Вечерами мать и сын делятся друг с другом новостями. Ламлум говорит тихим глухим голосом:
— Эта девушка приворожила меня.
Мать слушает, и сердце ее, измученное горестями, заливает теплая волна.
— Но придется все отложить до моего возвращения из армии.
И Ламлум рассказывает матери, как девушка — самая красивая в деревне — нынче утром нарочно пролила воду на его пути. И он переступил через эту воду три раза. Один раз, когда шел в лавку портного, второй — когда возвращался. А третий раз — глаза Ламлума светятся радостью — она сама позвала его и велела переступить через воду, а после этого обходить ее подальше стороной. Так полагается, чтобы задуманное сбылось.
«Просим вас явиться в бюро по делам пропавших без вести по такому-то адресу, имея при себе документы, подтверждающие степень родства, для получения причитающейся вам компенсации. С приветом…»
— Ламлум жив. Он прислал письмо.
Она повторяла это всем и клялась, что сын прислал ей привет и наказ беречь здоровье, особенно зимой, которая уже вот-вот наступит. Она утверждала, что слышала это по радио, случайно, когда проходила мимо дома портного Ибрагима, возвращаясь вечером с поля.

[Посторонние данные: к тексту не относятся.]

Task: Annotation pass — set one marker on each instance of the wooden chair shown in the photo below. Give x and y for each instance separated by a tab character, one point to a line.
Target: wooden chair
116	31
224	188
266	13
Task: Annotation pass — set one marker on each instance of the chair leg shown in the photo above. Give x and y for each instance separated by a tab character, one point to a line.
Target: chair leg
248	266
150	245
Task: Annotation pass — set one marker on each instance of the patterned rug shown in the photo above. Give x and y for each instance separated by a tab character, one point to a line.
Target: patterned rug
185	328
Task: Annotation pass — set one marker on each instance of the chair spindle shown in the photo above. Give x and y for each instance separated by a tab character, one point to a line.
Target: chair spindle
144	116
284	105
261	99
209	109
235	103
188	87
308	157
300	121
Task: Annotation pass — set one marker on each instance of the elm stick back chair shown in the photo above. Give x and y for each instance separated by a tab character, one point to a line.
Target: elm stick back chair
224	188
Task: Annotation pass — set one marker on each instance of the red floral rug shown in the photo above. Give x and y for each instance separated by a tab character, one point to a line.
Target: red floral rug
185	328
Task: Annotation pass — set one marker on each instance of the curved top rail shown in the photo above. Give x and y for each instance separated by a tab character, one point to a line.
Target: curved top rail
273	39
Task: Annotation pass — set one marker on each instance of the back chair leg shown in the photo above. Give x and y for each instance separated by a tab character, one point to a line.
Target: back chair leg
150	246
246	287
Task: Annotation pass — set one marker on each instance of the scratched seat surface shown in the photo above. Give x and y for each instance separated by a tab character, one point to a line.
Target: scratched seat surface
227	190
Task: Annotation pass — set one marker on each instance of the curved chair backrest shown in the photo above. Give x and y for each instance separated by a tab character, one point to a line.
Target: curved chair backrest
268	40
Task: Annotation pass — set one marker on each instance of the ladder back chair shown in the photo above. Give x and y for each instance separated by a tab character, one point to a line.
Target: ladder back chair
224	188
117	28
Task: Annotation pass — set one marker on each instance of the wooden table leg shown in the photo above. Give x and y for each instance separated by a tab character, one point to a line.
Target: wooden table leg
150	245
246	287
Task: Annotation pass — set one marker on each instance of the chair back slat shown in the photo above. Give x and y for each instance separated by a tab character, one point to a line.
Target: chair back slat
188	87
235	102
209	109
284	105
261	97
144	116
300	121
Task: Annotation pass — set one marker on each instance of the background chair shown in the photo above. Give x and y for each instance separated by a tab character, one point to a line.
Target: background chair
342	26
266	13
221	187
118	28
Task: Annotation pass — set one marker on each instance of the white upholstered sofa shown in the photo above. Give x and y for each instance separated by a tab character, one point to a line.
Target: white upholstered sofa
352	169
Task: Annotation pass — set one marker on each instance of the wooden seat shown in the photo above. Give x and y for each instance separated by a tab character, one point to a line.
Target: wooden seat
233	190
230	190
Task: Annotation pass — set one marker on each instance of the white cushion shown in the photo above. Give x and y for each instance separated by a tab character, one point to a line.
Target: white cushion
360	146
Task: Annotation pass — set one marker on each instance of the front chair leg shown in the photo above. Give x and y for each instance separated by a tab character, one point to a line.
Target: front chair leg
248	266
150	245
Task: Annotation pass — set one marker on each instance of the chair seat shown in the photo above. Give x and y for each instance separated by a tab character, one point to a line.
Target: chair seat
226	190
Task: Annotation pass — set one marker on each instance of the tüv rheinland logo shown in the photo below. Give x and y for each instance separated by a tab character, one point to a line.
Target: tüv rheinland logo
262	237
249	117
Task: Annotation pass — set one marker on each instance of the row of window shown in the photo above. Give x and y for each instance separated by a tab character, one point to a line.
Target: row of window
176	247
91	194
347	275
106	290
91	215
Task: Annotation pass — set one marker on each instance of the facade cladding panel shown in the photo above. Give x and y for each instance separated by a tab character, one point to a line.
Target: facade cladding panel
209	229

Дни идут, а Ламлума все нет. Образ его постепенно бледнеет. Время притупляет чувства: печаль и горе, тоска и отчаяние — все растворяется в круговороте мелких, будничных забот, оттесняется в дальний угол души, и ночные слезы высыхают к утру, так и не дав выхода душевной муке.
В последний свой отпуск Ламлум сказал, что через месяц кончается срок его службы, и он получит много денег, десять фунтов и сорок пять пиастров. Это большая сумма. Тогда можно будет справить свадьбу, уплатить калым, починить дом и купить еще полфеддана земли. Наконец они заживут счастливо. Всевышний Аллах вознаградит их за долготерпение.
Как-то, проходя по улице, Умм Ламлум услышала разговор молодых парней о том, что пропавших без вести по прошествии трех лет начинают числить погибшими. Она замедлила шаг, поглядела пристально на говорившего и молча пошла дальше своей дорогой. Она шла и загибала пальцы на обеих руках, считая дни и ночи, прошедшие с тех пор, как пропал Ламлум. Считала, пока пальцы не перестали ее слушаться. Сбившись со счета, Умм Ламлум стала уверять самое себя, что с того времени, как пропал ее сын, прошло не более года. Значит, еще целых два года она может ждать и надеяться на чудо.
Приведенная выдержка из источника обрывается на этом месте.